In this blog post, we’ll help you to understand how prices are calculated, as well as the different charges included on your bill. This should help you to compare business energy with greater ease.
Business electricity prices are predominantly calculated using a standing charge and unit (kWh) cost. The standing charge is the amount of money you pay to the company supplying your energy for giving you access to energy. The unit rate is the price you pay per unit, and kWh is the unit used to measure electricity, i.e. kilowatt hours of energy. The unit rate can fluctuate depending on how much energy you use. Because of this, it is impossible to provide you with an accurate quote without an assessment of your business. Both unit costs and standing charges are calculated on a business-by-business case.
There are a number of other costs you need to consider when doing a business electricity price comparison. This includes:
Supplier margins: of course, electricity businesses want to make a profit, just like you do. Supplier margins don’t only generate profit, but they cover administration, acquisition and marketing costs.
VAT: VAT is typically charged at 20%, however, you may be eligible for a reduced rate of 5%.
Metering costs: Meters may appear simple, but they are advanced pieces of kit. They need to be paid for.
Climate Change Levy (CCL): In 2001, the government introduced the CCL, which is a tax to encourage numerous sectors to cut their greenhouse gas emissions and boost energy efficiency.
Distribution use of system (DUoS) charges: Distribution Network Operators (DNO) apply these costs.
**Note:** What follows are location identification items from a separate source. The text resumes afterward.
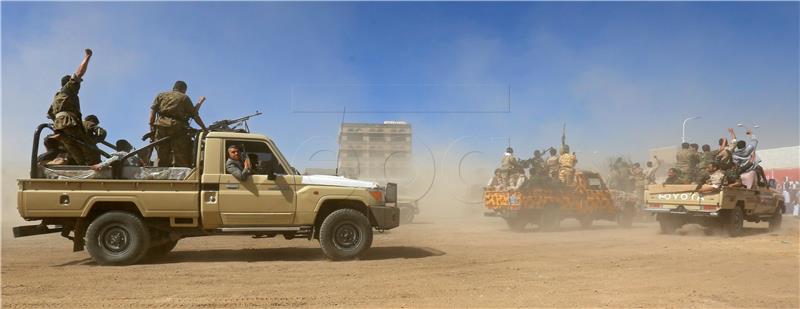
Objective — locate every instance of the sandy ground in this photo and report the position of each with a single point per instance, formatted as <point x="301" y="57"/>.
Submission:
<point x="467" y="262"/>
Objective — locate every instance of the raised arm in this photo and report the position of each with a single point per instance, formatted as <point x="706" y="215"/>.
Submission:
<point x="196" y="115"/>
<point x="84" y="64"/>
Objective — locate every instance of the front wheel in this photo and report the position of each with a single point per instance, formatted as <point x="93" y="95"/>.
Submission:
<point x="345" y="234"/>
<point x="776" y="220"/>
<point x="117" y="238"/>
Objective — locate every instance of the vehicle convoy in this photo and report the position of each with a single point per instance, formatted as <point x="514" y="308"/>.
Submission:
<point x="143" y="212"/>
<point x="728" y="208"/>
<point x="547" y="206"/>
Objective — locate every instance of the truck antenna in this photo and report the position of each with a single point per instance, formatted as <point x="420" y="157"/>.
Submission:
<point x="341" y="127"/>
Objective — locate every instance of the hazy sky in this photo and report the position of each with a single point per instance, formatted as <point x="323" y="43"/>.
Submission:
<point x="467" y="76"/>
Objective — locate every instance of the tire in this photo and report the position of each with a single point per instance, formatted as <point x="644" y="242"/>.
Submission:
<point x="345" y="234"/>
<point x="117" y="238"/>
<point x="668" y="223"/>
<point x="776" y="220"/>
<point x="550" y="219"/>
<point x="516" y="224"/>
<point x="734" y="222"/>
<point x="586" y="221"/>
<point x="162" y="249"/>
<point x="406" y="215"/>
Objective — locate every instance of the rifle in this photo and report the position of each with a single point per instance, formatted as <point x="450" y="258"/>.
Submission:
<point x="232" y="125"/>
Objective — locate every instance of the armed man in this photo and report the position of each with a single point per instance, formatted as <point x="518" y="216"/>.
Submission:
<point x="94" y="134"/>
<point x="567" y="162"/>
<point x="552" y="164"/>
<point x="682" y="163"/>
<point x="65" y="111"/>
<point x="508" y="163"/>
<point x="169" y="117"/>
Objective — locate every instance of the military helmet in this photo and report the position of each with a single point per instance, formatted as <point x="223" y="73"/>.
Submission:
<point x="92" y="118"/>
<point x="180" y="86"/>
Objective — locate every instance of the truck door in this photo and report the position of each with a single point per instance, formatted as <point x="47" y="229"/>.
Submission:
<point x="265" y="198"/>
They can be applied for numerous reasons, including the maximum supply requirements of sites that make up the network and day and night charges.
Transmission use of system (TNUoS) charges: The cost of distributing and transporting energy will be included in your electricity bill.
When you take this into account, it’s not hard to see why prices differ so dramatically, and why it’s so important to compare quotes to find the best deal.